In fact, it was at the airport bookstore, a place full of success studies and historical biographies, that Master Qiao harvested this story. While waiting for the plane, a book titled "Guardians of Historic Sites: Allied Heroes, Nazi Thieves, and the Greatest Treasure Hunt in History" attracted him. After a few glances, he and the producer invited the original author to quickly create Such a treasure hunt movie of World War II.
There was indeed a special group in the US military during World War II called "Monuments Men". After Germany was defeated and surrendered in May 1945, this group almost composed of art historians found a huge warehouse with a large number of paintings and statues in the castle in the village of Aschbach. These artworks were specially transferred here to avoid Allied bombing. They and other treasures discovered by later generations a few days later belonged to two notorious art dealers who took advantage of the fire and robbed the Jews.
Of course, when Mr. Joe sang the praises of heroes of the motherland, these authentic Michelangelo, Rubens and Picasso looted from Ghent, Bruges, and Paris, France, became broken jars. The painter's head of state eagerly ordered the destruction of the treasures. Therefore, this also opened a very traditional Hollywood rescue mode for the film. The enemies of the monument guards composed of literati are not only the dead-end Nazis, but also an ideological enemy who joined the battle for cultural relics-the Soviet Red Army.
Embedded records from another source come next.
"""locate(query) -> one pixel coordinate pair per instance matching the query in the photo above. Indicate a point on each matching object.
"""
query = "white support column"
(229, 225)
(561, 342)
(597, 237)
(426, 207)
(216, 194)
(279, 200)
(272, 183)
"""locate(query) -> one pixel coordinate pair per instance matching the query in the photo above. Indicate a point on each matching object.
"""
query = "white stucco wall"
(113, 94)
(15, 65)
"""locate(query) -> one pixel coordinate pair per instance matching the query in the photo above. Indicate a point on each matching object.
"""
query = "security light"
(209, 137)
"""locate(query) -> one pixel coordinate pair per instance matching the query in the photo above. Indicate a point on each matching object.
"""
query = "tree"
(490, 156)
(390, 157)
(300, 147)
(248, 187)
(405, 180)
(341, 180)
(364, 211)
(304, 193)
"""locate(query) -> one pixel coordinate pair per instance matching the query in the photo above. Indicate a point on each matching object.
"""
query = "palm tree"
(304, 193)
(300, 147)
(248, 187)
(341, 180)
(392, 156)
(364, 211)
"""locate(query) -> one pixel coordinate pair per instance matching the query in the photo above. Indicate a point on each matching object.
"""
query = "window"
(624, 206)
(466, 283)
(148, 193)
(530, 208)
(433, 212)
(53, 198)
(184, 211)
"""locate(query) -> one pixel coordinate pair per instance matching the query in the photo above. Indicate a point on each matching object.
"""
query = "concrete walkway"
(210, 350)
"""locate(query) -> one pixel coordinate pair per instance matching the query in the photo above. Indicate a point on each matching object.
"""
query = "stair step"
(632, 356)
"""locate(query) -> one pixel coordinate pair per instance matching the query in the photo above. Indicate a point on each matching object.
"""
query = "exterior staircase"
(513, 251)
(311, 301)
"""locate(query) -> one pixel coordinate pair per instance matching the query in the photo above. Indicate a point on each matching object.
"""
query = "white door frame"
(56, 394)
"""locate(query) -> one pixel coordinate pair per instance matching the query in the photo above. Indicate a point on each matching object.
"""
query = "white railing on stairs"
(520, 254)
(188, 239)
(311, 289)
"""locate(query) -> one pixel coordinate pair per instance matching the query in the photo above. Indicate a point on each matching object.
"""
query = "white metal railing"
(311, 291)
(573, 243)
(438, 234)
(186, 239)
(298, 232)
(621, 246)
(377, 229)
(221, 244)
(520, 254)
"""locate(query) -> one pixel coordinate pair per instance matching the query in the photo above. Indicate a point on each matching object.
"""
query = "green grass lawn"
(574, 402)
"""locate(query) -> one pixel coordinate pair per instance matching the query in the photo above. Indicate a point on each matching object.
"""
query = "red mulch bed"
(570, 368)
Mr. Joe’s team is indispensable for Matt Damon. He has been playing around in various genres of movies, plus Jean Dujardin, Bill Murray, John Goodman, Hugh. Bonneville and Cate Blanchett look like another group of "Eleven Arhats." However, the easy jokes of old friends making jokes about each other seem to have become dispensable and expired condiments in this drama about serious art. It is tasteless and it is not a pity to discard them. On the contrary, high-volume characters and philanthropist clichés that have been extinct in mainstream Hollywood movies for many years are flooding uncontrollably. Master Joe, who has not finished reading the original novel, who was originally critical of American politics, somehow composed such an American red song that sacrificed his life for the great art of mankind. I believe that leaving it at the White House Spring Evening is It couldn't be more appropriate.
Fortunately, the movie really leaves the audience with such tender moments that are deep in human nature. On Christmas Day 1944, in the depths of the snow-covered forest on the Western Front, Bill Murray was bathing in the military camp. Bob Balaban found an abandoned record and turned on the phonograph to play a Christmas song that almost condensed the air. The war should be over. When it came to the debriefing time after the mission, President Roosevelt knew that someone had died in the Bruges church for the statue of Michelangelo's Virgin and Child. He asked Mr. Joe, the captain of the monument guardian, how he paid such a price for a piece of art. does it worth?
After many years have passed, some veterans returned to this church with their grandsons, meditating for a long time in front of the white statue of the Virgin and Child. Life is gone and art is eternal, but it will not leave behind the hero's name to protect it. The movie is only here, it can be regarded as a moving moment beyond the airplane reading.